The Segment Processing PR¶

What is it?¶

● PR which enables you to process labelled sections of a document independently, one at a time
● Useful for

● very large documents

● when you want annotations in different sections to be independent of each other

● when you only want to process certain sections within a document

Processing large documents¶

• If you have a very large document, processing it may be very slow
• One solution is to chop it up into smaller documents and process each one separately, using a datastore to avoid keeping all the documents in memory at once
• But this means you then need to merge all the documents back afterwards
• The Segment Processing PR does this all in one go, by processing each labelled section separately
• This is quicker than processing the whole document in one go, because storing a lot of annotations (even if they are not being accessed) slows down the processing

Processing Sections Independently¶

• Another problem with large documents can arise when you want to handle each section separately
• You may not want annotations to be co-referenced across sections, for instance if a web page has profiles of different people with similar names
• Using the Segment Processing PR enables you to handle each section separately, without breaking up the document
• It also enables you to use different PRs for each section, using a conditional controller
• For example, some documents may have sections in different languages

Problematic co-references¶

problematiccoreferences

Getting rid of the junk¶

• Another very common problem is that some documents contain lots of “junk” that you don't want to process, e.g. HTML files contain javascript or contents lists, footers etc.
• There are a number of ways in which you can do this: you may need to experiment to find the best solution for each case

Segment Processing

AnnotationSetTransfer

Boilerpipe

How does Segment Processing PR work?¶

• The PR is part of the Alignment Plugin
• A new application needs to be created, containing the Segment PR
• The PR then takes as one of its parameters, an instance of the application that you want to run on the document (e.g.

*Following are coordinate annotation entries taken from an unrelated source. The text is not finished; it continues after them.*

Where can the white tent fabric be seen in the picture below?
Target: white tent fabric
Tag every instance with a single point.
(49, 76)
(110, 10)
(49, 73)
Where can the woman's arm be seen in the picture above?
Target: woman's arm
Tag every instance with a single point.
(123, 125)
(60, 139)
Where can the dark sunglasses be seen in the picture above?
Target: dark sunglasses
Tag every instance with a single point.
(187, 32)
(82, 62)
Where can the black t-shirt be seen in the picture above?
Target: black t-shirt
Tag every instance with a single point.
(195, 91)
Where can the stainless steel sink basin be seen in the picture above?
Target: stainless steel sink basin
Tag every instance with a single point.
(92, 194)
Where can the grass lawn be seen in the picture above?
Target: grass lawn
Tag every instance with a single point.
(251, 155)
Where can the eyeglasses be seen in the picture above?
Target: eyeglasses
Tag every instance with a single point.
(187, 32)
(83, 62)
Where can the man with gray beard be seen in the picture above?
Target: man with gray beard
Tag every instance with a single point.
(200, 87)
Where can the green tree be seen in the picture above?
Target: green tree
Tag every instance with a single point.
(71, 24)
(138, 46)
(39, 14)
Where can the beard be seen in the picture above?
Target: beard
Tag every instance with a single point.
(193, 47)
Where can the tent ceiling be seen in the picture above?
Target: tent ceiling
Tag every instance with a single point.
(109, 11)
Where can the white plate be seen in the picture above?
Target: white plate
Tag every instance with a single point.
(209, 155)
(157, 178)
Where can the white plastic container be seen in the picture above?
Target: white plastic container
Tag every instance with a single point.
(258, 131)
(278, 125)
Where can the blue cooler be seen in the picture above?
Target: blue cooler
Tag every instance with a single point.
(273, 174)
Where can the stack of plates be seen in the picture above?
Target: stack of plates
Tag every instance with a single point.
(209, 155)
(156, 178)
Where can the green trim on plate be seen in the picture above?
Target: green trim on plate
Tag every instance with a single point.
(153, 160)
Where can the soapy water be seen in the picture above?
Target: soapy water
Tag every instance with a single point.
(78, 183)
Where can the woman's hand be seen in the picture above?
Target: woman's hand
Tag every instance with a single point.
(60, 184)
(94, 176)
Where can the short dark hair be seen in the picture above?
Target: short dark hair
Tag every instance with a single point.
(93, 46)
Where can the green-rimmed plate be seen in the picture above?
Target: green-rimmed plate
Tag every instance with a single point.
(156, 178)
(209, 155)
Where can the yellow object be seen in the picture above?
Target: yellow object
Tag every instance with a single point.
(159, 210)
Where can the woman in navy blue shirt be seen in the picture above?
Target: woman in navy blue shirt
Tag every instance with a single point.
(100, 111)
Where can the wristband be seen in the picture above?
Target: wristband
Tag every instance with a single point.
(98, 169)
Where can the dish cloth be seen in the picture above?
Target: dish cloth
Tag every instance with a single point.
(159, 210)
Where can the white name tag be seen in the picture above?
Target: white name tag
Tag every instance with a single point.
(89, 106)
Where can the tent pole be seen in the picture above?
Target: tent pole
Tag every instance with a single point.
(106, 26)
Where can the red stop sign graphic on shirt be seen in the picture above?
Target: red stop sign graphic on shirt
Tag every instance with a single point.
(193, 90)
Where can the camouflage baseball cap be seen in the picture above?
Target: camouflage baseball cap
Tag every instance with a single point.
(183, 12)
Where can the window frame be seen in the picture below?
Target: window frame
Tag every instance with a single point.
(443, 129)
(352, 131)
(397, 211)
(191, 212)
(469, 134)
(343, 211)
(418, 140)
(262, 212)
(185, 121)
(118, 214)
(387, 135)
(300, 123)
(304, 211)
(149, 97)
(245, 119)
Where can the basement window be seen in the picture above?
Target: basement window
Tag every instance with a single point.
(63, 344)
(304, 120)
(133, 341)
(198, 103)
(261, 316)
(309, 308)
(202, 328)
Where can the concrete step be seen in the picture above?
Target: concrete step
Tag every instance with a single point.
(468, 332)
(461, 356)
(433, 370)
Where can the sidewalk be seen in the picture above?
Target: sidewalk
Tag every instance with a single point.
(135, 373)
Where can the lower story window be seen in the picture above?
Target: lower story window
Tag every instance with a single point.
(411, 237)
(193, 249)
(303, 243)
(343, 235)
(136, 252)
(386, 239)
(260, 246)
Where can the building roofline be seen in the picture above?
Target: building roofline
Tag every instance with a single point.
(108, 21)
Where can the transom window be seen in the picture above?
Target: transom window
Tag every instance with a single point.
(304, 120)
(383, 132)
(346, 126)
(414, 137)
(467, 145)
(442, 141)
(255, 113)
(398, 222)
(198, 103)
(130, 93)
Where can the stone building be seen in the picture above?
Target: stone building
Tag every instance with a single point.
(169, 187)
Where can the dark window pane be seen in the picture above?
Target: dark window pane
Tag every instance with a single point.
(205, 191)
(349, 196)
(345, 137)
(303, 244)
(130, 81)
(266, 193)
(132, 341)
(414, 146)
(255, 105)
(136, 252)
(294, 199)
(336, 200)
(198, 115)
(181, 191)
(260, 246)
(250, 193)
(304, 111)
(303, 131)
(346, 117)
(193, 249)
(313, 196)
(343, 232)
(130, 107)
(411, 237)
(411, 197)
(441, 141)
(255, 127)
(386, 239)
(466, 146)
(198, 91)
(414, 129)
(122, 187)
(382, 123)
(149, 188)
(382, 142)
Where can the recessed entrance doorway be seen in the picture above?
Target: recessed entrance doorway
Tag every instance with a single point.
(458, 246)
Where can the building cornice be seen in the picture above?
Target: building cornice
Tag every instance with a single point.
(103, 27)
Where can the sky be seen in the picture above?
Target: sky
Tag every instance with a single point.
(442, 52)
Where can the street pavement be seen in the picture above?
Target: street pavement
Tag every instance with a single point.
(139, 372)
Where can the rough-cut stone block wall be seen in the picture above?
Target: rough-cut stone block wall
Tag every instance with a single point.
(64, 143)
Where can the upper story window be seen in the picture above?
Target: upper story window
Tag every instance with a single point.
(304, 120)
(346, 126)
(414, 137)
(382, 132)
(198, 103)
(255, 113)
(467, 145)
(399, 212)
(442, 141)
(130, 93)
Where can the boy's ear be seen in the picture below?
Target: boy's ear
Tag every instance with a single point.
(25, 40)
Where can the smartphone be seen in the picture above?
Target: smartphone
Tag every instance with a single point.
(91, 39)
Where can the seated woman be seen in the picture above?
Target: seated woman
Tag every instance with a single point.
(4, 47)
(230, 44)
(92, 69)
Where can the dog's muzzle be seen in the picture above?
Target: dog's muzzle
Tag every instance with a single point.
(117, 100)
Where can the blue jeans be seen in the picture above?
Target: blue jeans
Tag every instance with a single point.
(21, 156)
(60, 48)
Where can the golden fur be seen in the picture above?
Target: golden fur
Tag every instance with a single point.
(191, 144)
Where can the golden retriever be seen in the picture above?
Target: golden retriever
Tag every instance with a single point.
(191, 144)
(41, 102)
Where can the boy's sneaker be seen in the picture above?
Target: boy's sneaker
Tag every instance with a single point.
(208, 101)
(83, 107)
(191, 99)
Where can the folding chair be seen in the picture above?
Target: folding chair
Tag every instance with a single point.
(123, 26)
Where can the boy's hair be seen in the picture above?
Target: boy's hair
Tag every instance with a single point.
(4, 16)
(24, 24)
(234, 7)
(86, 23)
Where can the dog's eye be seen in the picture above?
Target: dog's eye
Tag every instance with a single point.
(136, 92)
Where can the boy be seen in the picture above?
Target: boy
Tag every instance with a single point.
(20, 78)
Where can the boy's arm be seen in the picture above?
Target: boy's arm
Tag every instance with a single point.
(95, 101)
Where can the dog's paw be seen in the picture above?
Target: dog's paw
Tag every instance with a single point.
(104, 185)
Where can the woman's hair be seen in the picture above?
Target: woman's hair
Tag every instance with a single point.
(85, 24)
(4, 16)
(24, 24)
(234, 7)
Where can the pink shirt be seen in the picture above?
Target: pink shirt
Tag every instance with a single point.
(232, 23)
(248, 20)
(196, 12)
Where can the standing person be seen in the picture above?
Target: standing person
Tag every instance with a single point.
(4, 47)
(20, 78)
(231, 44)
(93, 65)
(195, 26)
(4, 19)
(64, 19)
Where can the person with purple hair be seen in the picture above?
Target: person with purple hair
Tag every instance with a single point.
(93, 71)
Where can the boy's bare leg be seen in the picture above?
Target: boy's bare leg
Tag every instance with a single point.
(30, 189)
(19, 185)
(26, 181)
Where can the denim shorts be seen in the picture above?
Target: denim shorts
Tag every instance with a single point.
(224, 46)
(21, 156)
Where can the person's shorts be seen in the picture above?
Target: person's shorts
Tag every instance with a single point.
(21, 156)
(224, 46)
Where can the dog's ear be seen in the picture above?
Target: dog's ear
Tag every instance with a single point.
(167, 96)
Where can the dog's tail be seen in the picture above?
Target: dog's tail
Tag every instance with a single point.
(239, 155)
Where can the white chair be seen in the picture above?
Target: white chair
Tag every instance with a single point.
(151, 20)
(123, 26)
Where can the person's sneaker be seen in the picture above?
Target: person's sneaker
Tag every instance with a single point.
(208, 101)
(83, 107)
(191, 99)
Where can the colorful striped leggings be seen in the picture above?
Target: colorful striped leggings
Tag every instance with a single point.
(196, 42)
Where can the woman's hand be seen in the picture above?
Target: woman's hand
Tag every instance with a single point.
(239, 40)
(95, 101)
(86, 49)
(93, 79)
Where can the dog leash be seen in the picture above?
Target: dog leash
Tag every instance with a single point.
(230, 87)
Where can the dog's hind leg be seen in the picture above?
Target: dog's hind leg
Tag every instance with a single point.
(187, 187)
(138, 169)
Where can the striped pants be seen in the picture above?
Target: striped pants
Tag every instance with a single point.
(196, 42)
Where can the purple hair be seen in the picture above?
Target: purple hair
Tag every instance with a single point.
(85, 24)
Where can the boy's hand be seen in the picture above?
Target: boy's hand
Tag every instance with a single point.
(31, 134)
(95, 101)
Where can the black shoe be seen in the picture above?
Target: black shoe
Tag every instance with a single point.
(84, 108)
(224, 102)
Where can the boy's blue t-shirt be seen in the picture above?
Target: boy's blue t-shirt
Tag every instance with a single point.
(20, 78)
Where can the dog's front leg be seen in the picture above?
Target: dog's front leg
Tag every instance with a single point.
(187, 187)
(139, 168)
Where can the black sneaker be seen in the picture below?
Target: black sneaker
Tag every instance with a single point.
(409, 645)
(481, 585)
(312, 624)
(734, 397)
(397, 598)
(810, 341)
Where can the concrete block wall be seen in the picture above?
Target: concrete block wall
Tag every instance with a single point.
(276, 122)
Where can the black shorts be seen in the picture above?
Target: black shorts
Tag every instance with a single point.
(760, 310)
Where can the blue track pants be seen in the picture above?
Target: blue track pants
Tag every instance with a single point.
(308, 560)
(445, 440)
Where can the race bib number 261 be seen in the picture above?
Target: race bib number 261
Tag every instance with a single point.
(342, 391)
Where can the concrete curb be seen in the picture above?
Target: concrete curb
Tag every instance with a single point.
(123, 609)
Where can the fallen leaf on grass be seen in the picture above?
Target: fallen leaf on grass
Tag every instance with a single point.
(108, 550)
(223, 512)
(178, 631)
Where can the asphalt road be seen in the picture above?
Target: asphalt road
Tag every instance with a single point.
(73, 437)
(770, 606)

ANNIE)
• You can add other PRs before or after the Segment PR, if you want them to run over the whole document rather than the specified section(s)

Running ANNIE on a title segment¶

segementPRonTitle

Segment Processing Parameters¶

• Segment Processing PR calls the ANNIE application
• ANNIE is set to run only on the text covered by the span of the “title” annotation in the Original markups annotation set

Annotation Result¶

segmentPRresult

• Green shading shows the title, which spans the section to be annotated
• The only NE found is the Organization “BBC News” in the title
• Tokens in the rest of the document are not annotated